死刑制度と裁判員制度の組み合わせは一般市民に大きな負担を強いる。死刑制度や裁判員制度の是非を考えなければならない時期が来ているのではないか。

裁判員制度が始まった時から、ごく普通の一般市民が死刑判決を下すことの負担が懸念されてきましたが、とうとう裁判員裁判で死刑判決が確定した死刑囚に死刑が執行された模様です。裁判員裁判で判決の死刑囚 初の執行 NHKニュース そろそろ死刑制度や裁判員制度の是非を考えなければならない時期でしょう。

日本の司法に横たわる2つの問題。

  • 死刑制度は世界的には廃止の方向に向かっているとされている。死刑制度は国家による殺人とも言えるので、それだけでも存廃を検討しなければならないだろう。
  • 裁判員制度はある日突然ごく普通の一般市民が呼びだされ、死刑判決を下すか否かを考えなければならないものでもある。一般市民にはあまりにも酷な制度といえる。
  • 片方だけでもとても難しい問題だが、国民全体で考えなければならない問題であろう。

死刑を廃止すべきか否か?

死刑は、当然ながら人の命を奪う刑罰です。まあ基本的には殺人級の凶悪犯罪を犯した人が処される刑罰なので、人命を奪った犯罪者は自らの命を持って償うべき、という考え方でいけば死刑を正当化することは可能です。遺族などによる復讐を禁止し、国家がそれを代行することによって治安の悪化を防いでいる、という考え方もできます。

しかし、裁判は(当然ながら)人間が行います。そして人間は必ず間違いを犯す生き物です。そうである以上、裁判に間違いが入り込む可能性(冤罪判決)を排除することは不可能です。つまり、冤罪は必ず発生します。しかし、冤罪でも罰金だったらお金を返して手仕舞いにできますし、懲役なら即時釈放+賠償金での補償のしようがあります。
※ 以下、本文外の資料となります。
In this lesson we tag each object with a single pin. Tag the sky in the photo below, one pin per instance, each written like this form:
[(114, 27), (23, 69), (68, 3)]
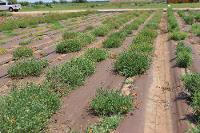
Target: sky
[(51, 0)]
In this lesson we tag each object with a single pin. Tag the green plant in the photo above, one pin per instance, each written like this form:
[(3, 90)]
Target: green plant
[(110, 102), (3, 51), (86, 66), (132, 63), (101, 30), (183, 55), (66, 46), (192, 82), (178, 35), (65, 77), (114, 40), (25, 42), (196, 29), (106, 125), (27, 67), (27, 109), (22, 52), (70, 35), (96, 54)]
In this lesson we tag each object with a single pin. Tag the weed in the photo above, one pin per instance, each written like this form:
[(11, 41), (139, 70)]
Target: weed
[(27, 109), (3, 51), (22, 52), (27, 67), (106, 125), (67, 46), (178, 35), (110, 102), (96, 54)]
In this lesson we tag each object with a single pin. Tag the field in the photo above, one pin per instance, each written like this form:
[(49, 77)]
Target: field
[(101, 71)]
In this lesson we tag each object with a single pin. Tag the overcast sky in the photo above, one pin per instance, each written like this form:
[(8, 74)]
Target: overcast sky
[(51, 0)]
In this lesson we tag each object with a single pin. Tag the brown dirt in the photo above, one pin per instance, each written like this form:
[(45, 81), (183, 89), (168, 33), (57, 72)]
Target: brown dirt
[(153, 103), (79, 117)]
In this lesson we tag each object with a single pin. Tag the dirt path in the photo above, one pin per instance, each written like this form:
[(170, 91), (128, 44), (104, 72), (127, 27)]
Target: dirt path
[(157, 112), (78, 117), (153, 114)]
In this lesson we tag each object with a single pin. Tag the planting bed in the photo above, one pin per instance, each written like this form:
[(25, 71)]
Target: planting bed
[(101, 72)]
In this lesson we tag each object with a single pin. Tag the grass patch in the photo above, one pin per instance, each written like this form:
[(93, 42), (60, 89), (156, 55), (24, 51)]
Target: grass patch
[(67, 46), (132, 63), (27, 67), (25, 42), (110, 102), (196, 29), (27, 109), (183, 55), (106, 125), (3, 51), (191, 82), (96, 54), (178, 35), (22, 52)]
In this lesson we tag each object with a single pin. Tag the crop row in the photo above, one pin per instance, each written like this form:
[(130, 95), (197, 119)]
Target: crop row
[(115, 39), (183, 55), (74, 41), (137, 59), (191, 18), (28, 108), (11, 24), (173, 27)]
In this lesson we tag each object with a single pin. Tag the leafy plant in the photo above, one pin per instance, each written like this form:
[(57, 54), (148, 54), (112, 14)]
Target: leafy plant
[(132, 63), (101, 30), (106, 125), (67, 46), (110, 102), (25, 42), (27, 109), (196, 29), (86, 66), (178, 35), (96, 54), (183, 55), (22, 52), (192, 82), (27, 67), (65, 77), (3, 51)]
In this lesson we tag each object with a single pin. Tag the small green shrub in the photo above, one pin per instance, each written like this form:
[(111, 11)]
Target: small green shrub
[(27, 109), (196, 102), (110, 102), (25, 42), (183, 55), (70, 35), (86, 66), (192, 82), (67, 46), (96, 54), (106, 125), (189, 19), (28, 67), (65, 77), (3, 51), (132, 63), (196, 29), (22, 52), (177, 35), (101, 30), (114, 41)]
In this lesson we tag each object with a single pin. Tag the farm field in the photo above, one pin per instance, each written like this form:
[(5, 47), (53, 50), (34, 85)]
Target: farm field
[(101, 72)]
しかし、死刑執行後に冤罪が発覚しても、補償のしようがありません。このことは裁判員の負担感をさらに増すものになります。

死刑の代替として、終身刑を導入すべきであるという意見もあります。終身刑においては仮釈放はない(冤罪が発覚した時等は例外)ので、社会からの永久な隔離という視点では死刑の代替になりえます。日本の無期懲役は仮釈放の可能性があるので、無期懲役≠終身刑となります。終身刑であれば、その人が寿命を迎えるその日まで収監する手間と費用はかかりますが、冤罪被害者を救済する道が残されるということを考えれば、日本において死刑を終身刑で代替するという選択肢はありなのではないかと考えます。まだまだ議論は必要なテーマですが。

裁判員制度と死刑

裁判員制度は、これまでごく普通の生活をしてきたごく普通の一般市民が、裁判所に呼び出され、被告人の有罪・無罪の判定に加え、有罪の場合は量刑の判断までしなければいけない、非常に恐ろしい制度です。いくら職業裁判官が一緒とはいっても、やはり普段は裁判という形で人をさばくことがない一般市民が裁判を行うことは相当な負担です。

また、日本において死刑制度が存続していること、裁判員裁判が殺人罪など死刑判決を下す可能性がある事件も対象にしていることを考えると、一般市民がある日突然、被告人に死刑判決を下すべきか否かを考えなければならない状況に追い込まれる可能性があるということになります。人一人の生命そのものを左右することのプレッシャーは並大抵のものではないでしょう。

そう考えると、裁判員裁判を続行するならば、死刑を終身刑によって代替すること(死刑廃止)が必要になるのではないでしょうか。終身刑であれば、被告人の存命中に冤罪であることが発覚すれば、まだ何かしらの救済措置を取ることができるので、裁判員にかかるプレッシャーはまだましなものになるはずです。

重たいテーマだが、国民全体で考えなければならない。

死刑存廃問題は、正直言ってかなり重たいテーマです。裁判員裁判の是非も、決して軽く扱えるテーマではありません。しかし、これらの問題は、私達の生活と、決して無関係ではありません。ある日突然当事者になる可能性は誰にでもあります。犯罪とは無縁の生活を送ることができれば、それが一番幸せなのですが、そうも言ってられないのが現代社会の実情です。死刑存廃問題、裁判員裁判の是非、どちらも国民全体で考えなければならないテーマなのではないでしょうか。